The chemicals were obtained from commercial sources and used as received. Water was twice distilled and passed through a Millipore apparatus. All solvents (spectroscopic or equivalent grade) were used without further purification.

2.1 pH sensor Ir52.1.1 Synthesis and characterization

General comments. NMR of newly synthesized starting materials (dimeric iridium complexes Ir1 and Ir2 as well as pH-sensitive N^N ligand L1, see Scheme S2) and target complex Ir5 are shown in Figures S1-S5 in Supplementary Information file. HR ESI+ mass-spectrum of pH sensor Ir5 is shown in Figure S6 in Supplementary Information file.

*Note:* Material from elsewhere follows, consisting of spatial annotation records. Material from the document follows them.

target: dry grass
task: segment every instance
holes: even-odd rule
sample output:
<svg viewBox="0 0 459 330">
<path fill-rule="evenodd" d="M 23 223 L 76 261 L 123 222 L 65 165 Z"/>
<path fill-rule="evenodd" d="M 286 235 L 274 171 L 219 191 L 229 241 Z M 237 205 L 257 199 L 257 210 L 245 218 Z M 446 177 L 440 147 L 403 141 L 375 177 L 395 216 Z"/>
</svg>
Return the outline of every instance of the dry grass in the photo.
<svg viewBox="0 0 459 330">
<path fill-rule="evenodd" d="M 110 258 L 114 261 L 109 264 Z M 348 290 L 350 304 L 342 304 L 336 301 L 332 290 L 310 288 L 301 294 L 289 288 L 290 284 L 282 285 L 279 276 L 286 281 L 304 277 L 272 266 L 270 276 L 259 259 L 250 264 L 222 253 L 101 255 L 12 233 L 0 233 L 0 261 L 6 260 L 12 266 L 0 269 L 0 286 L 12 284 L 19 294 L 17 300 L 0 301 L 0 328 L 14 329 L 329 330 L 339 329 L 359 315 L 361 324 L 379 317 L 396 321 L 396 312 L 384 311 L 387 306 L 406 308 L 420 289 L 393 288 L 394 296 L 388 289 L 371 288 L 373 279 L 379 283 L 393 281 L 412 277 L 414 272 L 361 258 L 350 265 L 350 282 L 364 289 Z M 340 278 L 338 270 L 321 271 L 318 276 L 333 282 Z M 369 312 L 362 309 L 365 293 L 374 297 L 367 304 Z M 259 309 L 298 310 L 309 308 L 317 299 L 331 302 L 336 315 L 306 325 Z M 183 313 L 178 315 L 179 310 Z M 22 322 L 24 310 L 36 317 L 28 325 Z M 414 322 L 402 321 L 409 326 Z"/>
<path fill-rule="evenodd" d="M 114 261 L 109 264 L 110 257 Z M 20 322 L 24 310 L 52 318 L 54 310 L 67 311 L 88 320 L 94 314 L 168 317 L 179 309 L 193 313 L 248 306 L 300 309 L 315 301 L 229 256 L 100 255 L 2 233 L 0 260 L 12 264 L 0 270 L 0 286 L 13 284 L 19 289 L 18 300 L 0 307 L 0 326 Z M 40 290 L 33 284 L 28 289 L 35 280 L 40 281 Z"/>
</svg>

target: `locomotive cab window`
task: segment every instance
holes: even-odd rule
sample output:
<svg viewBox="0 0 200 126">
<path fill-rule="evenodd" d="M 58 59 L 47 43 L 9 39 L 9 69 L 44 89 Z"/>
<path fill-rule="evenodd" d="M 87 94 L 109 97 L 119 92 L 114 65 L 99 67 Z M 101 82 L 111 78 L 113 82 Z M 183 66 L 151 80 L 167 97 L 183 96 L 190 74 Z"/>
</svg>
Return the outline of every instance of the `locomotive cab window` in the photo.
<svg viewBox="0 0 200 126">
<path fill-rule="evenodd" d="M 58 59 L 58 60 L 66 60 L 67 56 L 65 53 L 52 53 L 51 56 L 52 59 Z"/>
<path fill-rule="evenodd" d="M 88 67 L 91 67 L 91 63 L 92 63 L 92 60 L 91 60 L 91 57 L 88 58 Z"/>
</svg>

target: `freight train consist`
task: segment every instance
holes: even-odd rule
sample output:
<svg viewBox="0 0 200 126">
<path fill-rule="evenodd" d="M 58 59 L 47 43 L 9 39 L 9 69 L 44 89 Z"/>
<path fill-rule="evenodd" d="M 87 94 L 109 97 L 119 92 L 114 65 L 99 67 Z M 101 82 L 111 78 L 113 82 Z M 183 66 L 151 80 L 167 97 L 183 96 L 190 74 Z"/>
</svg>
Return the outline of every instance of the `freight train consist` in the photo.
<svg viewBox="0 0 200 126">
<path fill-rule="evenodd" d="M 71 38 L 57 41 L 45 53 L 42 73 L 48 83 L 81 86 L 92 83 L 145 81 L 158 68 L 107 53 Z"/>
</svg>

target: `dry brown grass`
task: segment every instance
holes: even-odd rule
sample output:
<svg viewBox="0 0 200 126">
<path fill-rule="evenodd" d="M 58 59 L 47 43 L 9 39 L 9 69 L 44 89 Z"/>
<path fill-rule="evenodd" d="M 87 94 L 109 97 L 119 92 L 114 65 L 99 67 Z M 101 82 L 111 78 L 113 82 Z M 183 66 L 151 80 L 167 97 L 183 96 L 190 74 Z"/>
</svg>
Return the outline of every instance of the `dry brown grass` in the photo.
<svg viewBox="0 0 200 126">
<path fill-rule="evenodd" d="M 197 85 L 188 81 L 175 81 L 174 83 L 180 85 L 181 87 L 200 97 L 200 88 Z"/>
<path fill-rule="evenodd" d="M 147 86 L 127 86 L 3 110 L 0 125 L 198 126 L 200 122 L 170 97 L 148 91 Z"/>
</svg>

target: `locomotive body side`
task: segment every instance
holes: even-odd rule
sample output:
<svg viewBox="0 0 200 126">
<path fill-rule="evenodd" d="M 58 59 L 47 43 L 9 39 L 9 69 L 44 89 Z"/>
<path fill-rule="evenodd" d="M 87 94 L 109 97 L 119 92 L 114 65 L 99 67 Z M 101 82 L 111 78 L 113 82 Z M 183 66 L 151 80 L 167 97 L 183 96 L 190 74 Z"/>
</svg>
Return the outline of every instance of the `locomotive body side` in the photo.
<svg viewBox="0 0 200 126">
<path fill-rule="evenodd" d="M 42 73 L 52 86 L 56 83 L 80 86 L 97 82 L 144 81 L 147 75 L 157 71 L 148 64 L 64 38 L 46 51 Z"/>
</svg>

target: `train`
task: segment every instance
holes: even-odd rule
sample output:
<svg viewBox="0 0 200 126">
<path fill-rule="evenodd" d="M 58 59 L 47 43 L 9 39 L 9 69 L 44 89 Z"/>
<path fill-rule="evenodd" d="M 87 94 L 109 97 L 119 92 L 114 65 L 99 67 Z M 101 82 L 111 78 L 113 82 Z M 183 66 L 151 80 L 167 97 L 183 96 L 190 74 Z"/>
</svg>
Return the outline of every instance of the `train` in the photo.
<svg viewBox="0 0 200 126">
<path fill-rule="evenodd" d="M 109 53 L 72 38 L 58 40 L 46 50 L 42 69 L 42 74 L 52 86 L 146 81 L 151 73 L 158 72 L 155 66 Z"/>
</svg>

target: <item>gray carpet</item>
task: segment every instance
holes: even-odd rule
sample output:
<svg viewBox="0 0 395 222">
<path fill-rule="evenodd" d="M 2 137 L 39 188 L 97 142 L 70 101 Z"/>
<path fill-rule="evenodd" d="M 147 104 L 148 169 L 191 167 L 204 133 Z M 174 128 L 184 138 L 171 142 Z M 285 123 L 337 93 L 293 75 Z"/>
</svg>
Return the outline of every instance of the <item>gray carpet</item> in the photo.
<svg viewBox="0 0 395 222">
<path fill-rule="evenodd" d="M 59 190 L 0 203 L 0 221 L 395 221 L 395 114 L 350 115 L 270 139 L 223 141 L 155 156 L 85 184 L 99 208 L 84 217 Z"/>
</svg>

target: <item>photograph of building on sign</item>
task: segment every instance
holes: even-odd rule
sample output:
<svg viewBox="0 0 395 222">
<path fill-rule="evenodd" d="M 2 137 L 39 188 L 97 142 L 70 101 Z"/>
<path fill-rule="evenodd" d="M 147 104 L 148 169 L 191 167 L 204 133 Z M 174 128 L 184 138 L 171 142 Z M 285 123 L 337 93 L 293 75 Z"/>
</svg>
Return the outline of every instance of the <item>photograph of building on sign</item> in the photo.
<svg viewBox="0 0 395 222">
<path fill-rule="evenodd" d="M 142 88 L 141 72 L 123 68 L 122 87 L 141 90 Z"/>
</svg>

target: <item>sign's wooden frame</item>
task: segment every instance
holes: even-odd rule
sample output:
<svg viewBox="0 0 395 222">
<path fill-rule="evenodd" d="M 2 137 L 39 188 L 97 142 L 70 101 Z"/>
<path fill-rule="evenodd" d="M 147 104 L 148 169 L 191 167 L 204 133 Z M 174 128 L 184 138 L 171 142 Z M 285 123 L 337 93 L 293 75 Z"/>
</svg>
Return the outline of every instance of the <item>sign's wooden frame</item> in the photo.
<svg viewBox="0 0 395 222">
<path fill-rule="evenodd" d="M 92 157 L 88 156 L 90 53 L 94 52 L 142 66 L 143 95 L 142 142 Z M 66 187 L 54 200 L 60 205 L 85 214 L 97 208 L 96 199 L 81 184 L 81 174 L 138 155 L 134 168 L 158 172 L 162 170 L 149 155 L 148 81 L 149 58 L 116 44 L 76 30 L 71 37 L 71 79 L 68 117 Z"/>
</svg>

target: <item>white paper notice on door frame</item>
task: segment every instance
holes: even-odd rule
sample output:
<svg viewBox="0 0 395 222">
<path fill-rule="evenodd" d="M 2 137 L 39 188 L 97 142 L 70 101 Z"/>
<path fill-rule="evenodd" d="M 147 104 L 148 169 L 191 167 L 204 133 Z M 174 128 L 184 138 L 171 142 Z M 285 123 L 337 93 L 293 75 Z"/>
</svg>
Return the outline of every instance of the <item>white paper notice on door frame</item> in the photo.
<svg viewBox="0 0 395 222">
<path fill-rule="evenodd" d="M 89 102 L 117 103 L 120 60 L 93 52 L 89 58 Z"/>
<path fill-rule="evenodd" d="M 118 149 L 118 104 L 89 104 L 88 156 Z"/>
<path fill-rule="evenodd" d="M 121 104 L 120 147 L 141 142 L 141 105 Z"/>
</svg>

NMR spectra (1D 1H, 2D 1H-1H COSY and NOESY) were recorded on a Bruker 400 MHz Avance; chemical shift values were referenced to the solvent residual signals. Mass spectra were recorded on a Bruker maXis HRMS-ESI-QTOF in the ESI+ mode.

Reagents: 14-amino-10-((2-(2-methoxyethoxy)ethoxy)methyl)-N-(2,5,8,12,15,18-hexaoxanonadecan-10-yl)−13-oxo-2,5,8-trioxa-11-azapentadecan-15-amide trifluoroacetate [DOI: https://doi.org/10.3390/molecules26102898] and 1,10-phenanthroline-5,6-dione [DOI: https://doi.org/10.1134/S1070363219050281] were obtained according to the published procedures. Other solvents and reagents were received form BLD Pharmatech (Shanghai, China), Merck (Darmstadt, Germany), Vekton (St. Petersburg, Russia) and used without additional purification.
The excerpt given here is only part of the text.